O público aprova a devolução da Ópera ao Politeama de Catanzaro. Teatro cheio para a estreia do Festival Sicilia Classica

Foi saudado o regresso da Ópera ao Teatro Politeama de Catanzaro com a estreia do Festival Sicilia Classica. A coprodução das duas realidades do Sul de Itália – a Fondazione del Teatro e a realidade siciliana consagrada – foi inaugurada oficialmente no passado sábado, 25 de novembro, no Mario Foglietti, com as óperas Cavalleria Rusticana e Pagliacci propostas em conjunto, registando uma participação além das expectativas .
“O público – declara o diretor artístico Nuccio Anselmo – recompensou esta bela colaboração entre calabreses e sicilianos com a participação em grande número. Estamos muito felizes com isso e mal podemos esperar para fazê-lo novamente no próximo dia 4 de janeiro com a encenação de La Traviata.”
A colaboração entre as duas realidades, siciliana e calabresa, não se limitou apenas à Organização.
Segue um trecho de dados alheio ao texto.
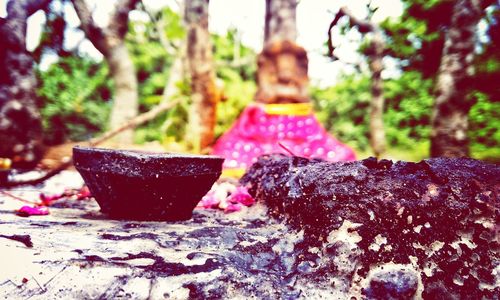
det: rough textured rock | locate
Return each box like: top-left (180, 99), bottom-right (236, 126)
top-left (242, 155), bottom-right (500, 299)
top-left (0, 156), bottom-right (500, 299)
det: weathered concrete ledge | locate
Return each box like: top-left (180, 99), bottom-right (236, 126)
top-left (242, 155), bottom-right (500, 299)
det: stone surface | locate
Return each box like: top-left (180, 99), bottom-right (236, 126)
top-left (242, 155), bottom-right (500, 299)
top-left (0, 156), bottom-right (500, 299)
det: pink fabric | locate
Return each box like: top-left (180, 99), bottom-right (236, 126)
top-left (212, 104), bottom-right (356, 169)
top-left (197, 183), bottom-right (255, 213)
top-left (17, 205), bottom-right (49, 217)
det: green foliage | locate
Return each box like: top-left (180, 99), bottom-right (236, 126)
top-left (311, 72), bottom-right (433, 152)
top-left (37, 56), bottom-right (111, 144)
top-left (469, 92), bottom-right (500, 161)
top-left (311, 76), bottom-right (371, 151)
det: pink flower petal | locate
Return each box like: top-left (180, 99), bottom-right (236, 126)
top-left (227, 186), bottom-right (255, 206)
top-left (17, 205), bottom-right (49, 217)
top-left (224, 204), bottom-right (241, 213)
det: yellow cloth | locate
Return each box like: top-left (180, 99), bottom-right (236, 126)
top-left (263, 103), bottom-right (313, 116)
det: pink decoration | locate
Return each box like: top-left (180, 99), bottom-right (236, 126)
top-left (227, 186), bottom-right (255, 206)
top-left (197, 182), bottom-right (255, 213)
top-left (224, 203), bottom-right (241, 213)
top-left (17, 205), bottom-right (49, 217)
top-left (212, 104), bottom-right (356, 169)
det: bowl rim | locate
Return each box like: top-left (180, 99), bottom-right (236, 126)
top-left (73, 145), bottom-right (224, 160)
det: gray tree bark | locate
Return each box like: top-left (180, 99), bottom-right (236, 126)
top-left (73, 0), bottom-right (139, 144)
top-left (328, 7), bottom-right (386, 158)
top-left (184, 0), bottom-right (220, 150)
top-left (431, 0), bottom-right (481, 157)
top-left (264, 0), bottom-right (298, 44)
top-left (0, 0), bottom-right (50, 168)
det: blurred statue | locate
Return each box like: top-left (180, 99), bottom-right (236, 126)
top-left (212, 0), bottom-right (355, 177)
top-left (212, 40), bottom-right (355, 177)
top-left (255, 40), bottom-right (309, 103)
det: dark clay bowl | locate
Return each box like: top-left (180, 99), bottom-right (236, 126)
top-left (73, 146), bottom-right (224, 221)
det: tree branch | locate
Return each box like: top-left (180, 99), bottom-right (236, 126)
top-left (328, 6), bottom-right (380, 60)
top-left (24, 0), bottom-right (52, 16)
top-left (0, 99), bottom-right (180, 188)
top-left (109, 0), bottom-right (139, 40)
top-left (72, 0), bottom-right (108, 56)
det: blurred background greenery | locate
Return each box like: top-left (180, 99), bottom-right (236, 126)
top-left (36, 0), bottom-right (500, 161)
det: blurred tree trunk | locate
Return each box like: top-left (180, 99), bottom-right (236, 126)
top-left (0, 0), bottom-right (50, 167)
top-left (184, 0), bottom-right (219, 150)
top-left (368, 27), bottom-right (386, 158)
top-left (328, 7), bottom-right (386, 158)
top-left (431, 0), bottom-right (481, 157)
top-left (73, 0), bottom-right (139, 144)
top-left (264, 0), bottom-right (298, 44)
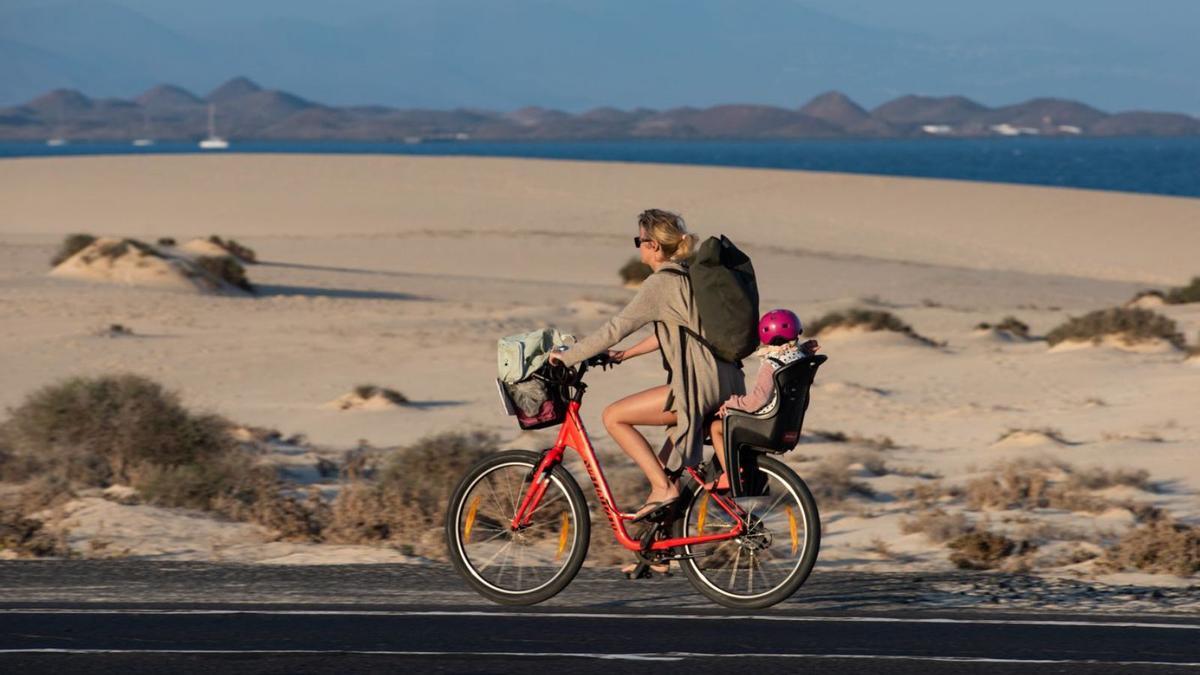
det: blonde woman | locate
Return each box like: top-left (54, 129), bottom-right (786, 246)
top-left (551, 209), bottom-right (745, 521)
Em vez disso, planejou deliberadamente a integração, no elenco do Festival Sicilia Classica, de dois cantores calabreses – o mezzo-soprano de Catanzaro Gabriella Aleoe o jovem tenor originário de Satriano, Lorenzo Papasodero– bem como uma realidade histórica como a Orquestra Filarmónica da Calábria.
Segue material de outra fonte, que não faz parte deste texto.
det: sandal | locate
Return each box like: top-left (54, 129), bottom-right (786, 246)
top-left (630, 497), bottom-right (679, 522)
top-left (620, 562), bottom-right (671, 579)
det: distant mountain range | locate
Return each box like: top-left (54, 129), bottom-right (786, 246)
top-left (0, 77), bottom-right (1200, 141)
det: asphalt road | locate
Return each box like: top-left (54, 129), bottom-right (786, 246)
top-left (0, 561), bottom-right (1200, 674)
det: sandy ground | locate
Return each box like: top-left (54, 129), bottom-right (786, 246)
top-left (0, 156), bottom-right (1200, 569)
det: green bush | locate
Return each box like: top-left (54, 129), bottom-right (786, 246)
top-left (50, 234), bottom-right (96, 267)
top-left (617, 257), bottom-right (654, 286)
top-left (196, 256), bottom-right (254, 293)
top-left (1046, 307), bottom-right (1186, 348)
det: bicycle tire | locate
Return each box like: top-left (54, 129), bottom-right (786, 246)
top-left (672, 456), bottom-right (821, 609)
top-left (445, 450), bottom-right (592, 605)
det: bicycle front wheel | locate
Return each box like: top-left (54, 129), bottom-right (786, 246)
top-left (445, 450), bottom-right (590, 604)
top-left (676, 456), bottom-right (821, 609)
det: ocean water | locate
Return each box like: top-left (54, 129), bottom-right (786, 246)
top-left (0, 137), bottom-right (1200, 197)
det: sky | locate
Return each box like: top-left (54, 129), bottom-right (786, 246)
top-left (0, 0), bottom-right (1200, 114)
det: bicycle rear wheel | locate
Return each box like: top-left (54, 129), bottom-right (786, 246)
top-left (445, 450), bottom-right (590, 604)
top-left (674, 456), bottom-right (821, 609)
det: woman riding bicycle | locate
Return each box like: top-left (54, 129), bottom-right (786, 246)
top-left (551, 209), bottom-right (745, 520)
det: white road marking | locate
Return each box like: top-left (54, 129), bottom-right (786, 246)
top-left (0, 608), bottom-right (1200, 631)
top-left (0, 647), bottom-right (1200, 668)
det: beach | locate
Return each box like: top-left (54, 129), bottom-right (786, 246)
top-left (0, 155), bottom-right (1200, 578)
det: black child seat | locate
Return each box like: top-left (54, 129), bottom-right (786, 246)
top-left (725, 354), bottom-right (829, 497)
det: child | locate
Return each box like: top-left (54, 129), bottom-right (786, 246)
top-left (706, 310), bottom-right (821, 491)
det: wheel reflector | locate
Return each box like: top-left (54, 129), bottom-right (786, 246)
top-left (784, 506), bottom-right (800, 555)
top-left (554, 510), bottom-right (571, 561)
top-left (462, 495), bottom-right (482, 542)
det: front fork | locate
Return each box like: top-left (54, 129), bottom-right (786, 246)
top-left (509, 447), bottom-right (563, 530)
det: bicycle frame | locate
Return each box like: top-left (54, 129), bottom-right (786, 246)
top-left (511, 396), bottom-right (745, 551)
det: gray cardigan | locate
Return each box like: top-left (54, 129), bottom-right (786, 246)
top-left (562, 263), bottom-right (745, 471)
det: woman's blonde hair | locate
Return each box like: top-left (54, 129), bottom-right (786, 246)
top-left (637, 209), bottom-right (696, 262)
“O primeiro foi bom”, declarou o Diretor Geral da Fundação Politeama, sorrindo Aldo Costa- estamos muito satisfeitos com este primeiro resultado, embora estejamos a trabalhar para fazer ainda melhor, para reforçar a colaboração com o Festival Sicilia Classica, para proporcionar espectáculos cada vez mais de elevada qualidade, incluindo permanentemente na programação a representação de óperas que continuam a fascinar os nossos fiéis público “.
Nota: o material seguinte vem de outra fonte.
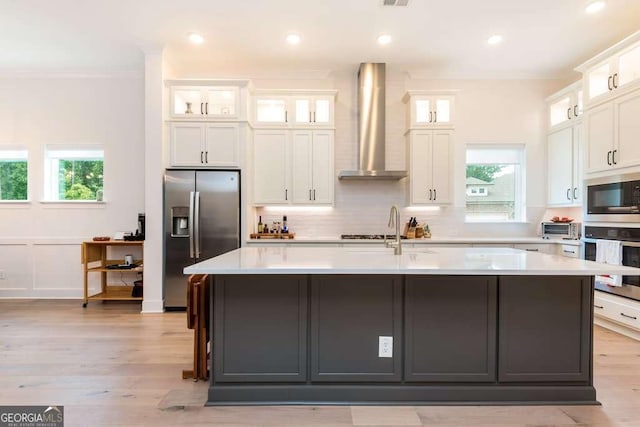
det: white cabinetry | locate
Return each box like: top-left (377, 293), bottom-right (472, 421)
top-left (547, 123), bottom-right (582, 206)
top-left (291, 130), bottom-right (334, 204)
top-left (576, 32), bottom-right (640, 106)
top-left (253, 129), bottom-right (335, 205)
top-left (402, 91), bottom-right (455, 129)
top-left (251, 90), bottom-right (336, 128)
top-left (408, 130), bottom-right (453, 204)
top-left (169, 122), bottom-right (240, 167)
top-left (547, 81), bottom-right (583, 128)
top-left (253, 129), bottom-right (291, 204)
top-left (584, 90), bottom-right (640, 173)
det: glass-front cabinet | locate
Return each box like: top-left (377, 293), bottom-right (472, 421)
top-left (251, 90), bottom-right (336, 128)
top-left (170, 86), bottom-right (240, 119)
top-left (403, 91), bottom-right (454, 129)
top-left (576, 32), bottom-right (640, 104)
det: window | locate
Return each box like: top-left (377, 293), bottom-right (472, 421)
top-left (0, 146), bottom-right (28, 201)
top-left (465, 144), bottom-right (526, 222)
top-left (44, 145), bottom-right (104, 201)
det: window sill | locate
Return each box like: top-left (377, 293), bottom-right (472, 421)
top-left (39, 200), bottom-right (107, 209)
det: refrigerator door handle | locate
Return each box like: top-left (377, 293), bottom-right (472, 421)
top-left (194, 191), bottom-right (200, 258)
top-left (188, 191), bottom-right (195, 258)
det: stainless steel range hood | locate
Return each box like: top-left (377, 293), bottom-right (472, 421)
top-left (338, 63), bottom-right (407, 180)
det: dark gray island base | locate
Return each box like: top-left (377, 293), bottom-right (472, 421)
top-left (207, 274), bottom-right (598, 405)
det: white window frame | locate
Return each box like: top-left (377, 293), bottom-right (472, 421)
top-left (43, 144), bottom-right (105, 203)
top-left (464, 143), bottom-right (527, 223)
top-left (0, 144), bottom-right (31, 203)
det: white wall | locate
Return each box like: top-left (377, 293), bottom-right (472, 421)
top-left (249, 71), bottom-right (563, 237)
top-left (0, 74), bottom-right (145, 298)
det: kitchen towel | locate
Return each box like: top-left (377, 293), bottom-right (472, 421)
top-left (596, 239), bottom-right (622, 286)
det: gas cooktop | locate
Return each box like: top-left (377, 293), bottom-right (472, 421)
top-left (340, 234), bottom-right (405, 240)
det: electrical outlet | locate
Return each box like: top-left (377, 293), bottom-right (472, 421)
top-left (378, 336), bottom-right (393, 357)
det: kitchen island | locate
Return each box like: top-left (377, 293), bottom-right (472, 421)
top-left (184, 245), bottom-right (639, 405)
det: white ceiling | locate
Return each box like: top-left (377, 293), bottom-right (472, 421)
top-left (0, 0), bottom-right (640, 78)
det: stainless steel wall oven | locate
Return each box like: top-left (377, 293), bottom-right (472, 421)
top-left (582, 225), bottom-right (640, 301)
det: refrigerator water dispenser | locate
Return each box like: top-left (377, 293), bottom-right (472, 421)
top-left (171, 206), bottom-right (189, 237)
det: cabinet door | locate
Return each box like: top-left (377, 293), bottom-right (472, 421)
top-left (291, 131), bottom-right (313, 203)
top-left (584, 102), bottom-right (614, 172)
top-left (614, 90), bottom-right (640, 167)
top-left (312, 131), bottom-right (335, 204)
top-left (431, 131), bottom-right (451, 203)
top-left (409, 131), bottom-right (433, 204)
top-left (547, 127), bottom-right (573, 206)
top-left (170, 123), bottom-right (205, 166)
top-left (498, 276), bottom-right (593, 382)
top-left (310, 275), bottom-right (402, 382)
top-left (404, 276), bottom-right (497, 382)
top-left (253, 130), bottom-right (291, 204)
top-left (254, 97), bottom-right (289, 126)
top-left (204, 87), bottom-right (240, 119)
top-left (205, 124), bottom-right (240, 167)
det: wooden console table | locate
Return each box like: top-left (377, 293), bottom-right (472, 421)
top-left (82, 240), bottom-right (144, 307)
“A recepção no teatro Politeama foi impecável”, acrescentou o Diretor da Orquestra Aldo Salvagnoconhecido do público internacional – O espetáculo, muito bem cuidado nos detalhes e digno de exibição em grandes teatros pela riqueza das cenas, bem como pela presença da trupe de dança e dos mímicos, enriqueceu ainda mais o palco do o Mário Foglietti”.
Na encenação dos espetáculos – que foram reinterpretados pelo diretor Francesco Ciprì, numa versão mais dançada da clássica – participou o Coro Lírico Mediterrâneo, e os seguintes solistas de calibre nacional e internacional. Para Cavalleria Rusticana: a soprano Natasha Katai no papel de Santuzza; o tenor Alberto Profeta, no papel de Turiddu; o barítono Jorge Tello no papel de Alfio; o mezzo-soprano Marta Di Stéfano no papel de Mamãe Lúcia; o mezzo-soprano Gabriela Aleo, no papel de Lola. Para Pagliacci: a soprano Isidora Moles no papel de Nedda; o tenor Alberto Profeta no papel de Canio; o barítono Jorge Tello no papel de Tônio; o tenor Lorenzo Papasodero no papel de Beppe; o barítono Giovanni Palminteri no papel de Sílvio. Coreografia de Stefania Cotroneo e figurinos de Fabrizio Buttiglieri.
Entretanto, enquanto a dança também está em cena no Teatro Mario Foglietti, o Festival Sicilia Classica prepara-se para regressar com a ópera La Traviata de Verdi, no dia 4 de janeiro de 2024.